# Analysis of Biofuels Using Gas Chromatography and Multivariate Statistical Methods

### Program in Applied Mathematics Colloquium

**Analysis of Biofuels Using Gas Chromatography and Multivariate Statistical Methods**

**Location:**MATH 501

**Presenter:**Edward Soares, Mathematics and Computer Science, College of Holy Cross

Gas chromatography (GC) is a technique used in analytical chemistry for separation and analysis of compounds that can be vaporized without decomposition. In particular, separation of different components of a mixture or the relative amounts of such components may be achieved. When applied to biodiesel fuels, GC allows us to identify the fatty acid methyl esters (FAMEs) present in the sample, whose presence depends on the underlying feedstock type. Typically, a set of replicate chromatograms is measured for each sample, and several biofuel classes are compared together. Each chromatogram quantifies molecular abundance at each of several retention times, which in turn correspond to particular carbon chains. Variation in peak height relative to retention time serves to differentiate biofuel classes. However, inherent in GC is measurement error in the form of variation in peak location (known as drift), which must be removed prior to chemometric analysis. This is usually accomplished by aligning each chromatogram to that of a reference sample. Another important factor to consider in GC is the type of column used, which is essentially a tube coated on the inside with a polymer.
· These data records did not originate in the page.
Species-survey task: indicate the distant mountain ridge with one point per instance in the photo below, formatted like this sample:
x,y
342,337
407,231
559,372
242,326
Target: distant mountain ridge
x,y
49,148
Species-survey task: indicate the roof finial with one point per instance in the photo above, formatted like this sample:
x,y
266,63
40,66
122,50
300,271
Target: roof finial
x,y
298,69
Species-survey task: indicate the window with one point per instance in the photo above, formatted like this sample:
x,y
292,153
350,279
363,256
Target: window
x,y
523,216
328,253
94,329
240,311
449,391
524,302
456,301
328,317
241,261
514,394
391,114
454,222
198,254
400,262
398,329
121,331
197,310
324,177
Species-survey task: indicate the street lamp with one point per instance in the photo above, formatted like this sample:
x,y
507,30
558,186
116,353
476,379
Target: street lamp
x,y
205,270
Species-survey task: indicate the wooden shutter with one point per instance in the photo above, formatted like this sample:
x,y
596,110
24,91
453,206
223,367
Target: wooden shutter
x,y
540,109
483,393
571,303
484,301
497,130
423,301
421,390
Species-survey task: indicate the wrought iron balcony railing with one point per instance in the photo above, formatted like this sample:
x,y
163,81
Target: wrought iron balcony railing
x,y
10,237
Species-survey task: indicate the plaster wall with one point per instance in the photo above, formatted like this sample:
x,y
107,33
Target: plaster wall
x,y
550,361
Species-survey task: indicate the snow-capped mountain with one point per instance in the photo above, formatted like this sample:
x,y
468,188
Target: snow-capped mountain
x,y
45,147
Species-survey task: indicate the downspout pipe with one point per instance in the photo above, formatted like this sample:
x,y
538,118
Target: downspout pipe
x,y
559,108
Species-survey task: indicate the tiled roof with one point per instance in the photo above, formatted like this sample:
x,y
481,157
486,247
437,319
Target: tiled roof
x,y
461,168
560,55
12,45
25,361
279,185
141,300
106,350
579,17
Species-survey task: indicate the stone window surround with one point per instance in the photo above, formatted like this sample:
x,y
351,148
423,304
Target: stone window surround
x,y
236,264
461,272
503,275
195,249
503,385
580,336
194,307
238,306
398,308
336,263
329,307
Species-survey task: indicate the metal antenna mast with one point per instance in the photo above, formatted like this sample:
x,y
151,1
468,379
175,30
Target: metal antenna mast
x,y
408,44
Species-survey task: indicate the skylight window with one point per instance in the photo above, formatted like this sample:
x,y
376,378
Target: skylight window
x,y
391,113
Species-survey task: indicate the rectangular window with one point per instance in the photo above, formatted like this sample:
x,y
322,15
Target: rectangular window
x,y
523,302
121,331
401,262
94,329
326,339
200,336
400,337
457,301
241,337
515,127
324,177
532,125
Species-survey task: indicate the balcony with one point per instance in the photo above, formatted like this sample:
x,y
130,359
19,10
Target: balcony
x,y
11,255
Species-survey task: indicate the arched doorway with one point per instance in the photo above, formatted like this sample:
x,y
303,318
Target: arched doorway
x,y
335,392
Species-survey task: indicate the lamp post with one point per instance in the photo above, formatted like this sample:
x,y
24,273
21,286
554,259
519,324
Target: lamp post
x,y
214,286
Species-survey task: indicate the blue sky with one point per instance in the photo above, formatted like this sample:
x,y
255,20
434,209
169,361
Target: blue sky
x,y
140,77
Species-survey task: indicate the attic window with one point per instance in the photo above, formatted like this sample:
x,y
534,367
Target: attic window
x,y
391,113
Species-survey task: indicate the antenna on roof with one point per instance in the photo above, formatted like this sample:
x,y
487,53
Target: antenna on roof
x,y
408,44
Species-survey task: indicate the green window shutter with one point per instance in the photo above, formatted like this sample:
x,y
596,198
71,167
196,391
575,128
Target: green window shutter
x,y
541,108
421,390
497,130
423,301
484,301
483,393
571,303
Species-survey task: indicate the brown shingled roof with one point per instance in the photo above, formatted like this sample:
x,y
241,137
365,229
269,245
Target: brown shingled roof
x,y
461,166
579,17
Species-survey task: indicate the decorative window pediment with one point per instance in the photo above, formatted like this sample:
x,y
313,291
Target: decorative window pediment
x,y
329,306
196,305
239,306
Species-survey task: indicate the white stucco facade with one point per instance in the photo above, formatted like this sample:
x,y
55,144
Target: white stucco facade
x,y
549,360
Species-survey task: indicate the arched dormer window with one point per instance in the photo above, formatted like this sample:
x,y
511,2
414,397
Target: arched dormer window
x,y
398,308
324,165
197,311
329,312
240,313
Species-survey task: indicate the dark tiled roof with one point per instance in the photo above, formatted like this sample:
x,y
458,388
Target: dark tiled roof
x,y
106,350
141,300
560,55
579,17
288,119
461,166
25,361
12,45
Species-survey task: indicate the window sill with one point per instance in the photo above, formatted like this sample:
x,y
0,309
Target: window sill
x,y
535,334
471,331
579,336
A carrier gas (mobile phase) provides a mechanism for the sample to interact with the column (stationary phase) and the data to be measured. This causes each compound to elute at a different retention time and thus different FAMEs may be identified. Longer columns yield better separation of FAMEs at the cost of longer data acquisition time. In the first part of this talk, I will discuss a method of optimizing chromatogram alignment using the Hotelling trace criterion (HTC). The HTC can be thought of as the multivariate and multi-class extension of the square of the two-sample t-statistic. Large values for the HTC correspond to better separation of groups of principal component scores for each class. In the second part of this talk, I will discuss an approach to quantifying equivalence between longer and shorter columns using the Mahalanobis distance. The Mahalanobis distance measures the distance between the multivariate means of two probability distributions while accounting for variation and the correlation between random variables. I will show that a shorter, faster column can produce statistically equivalent data, relative to a longer, slower column. Finally, I will briefly discuss current/future work on identification of an optimal reference sample for chromatogram alignment.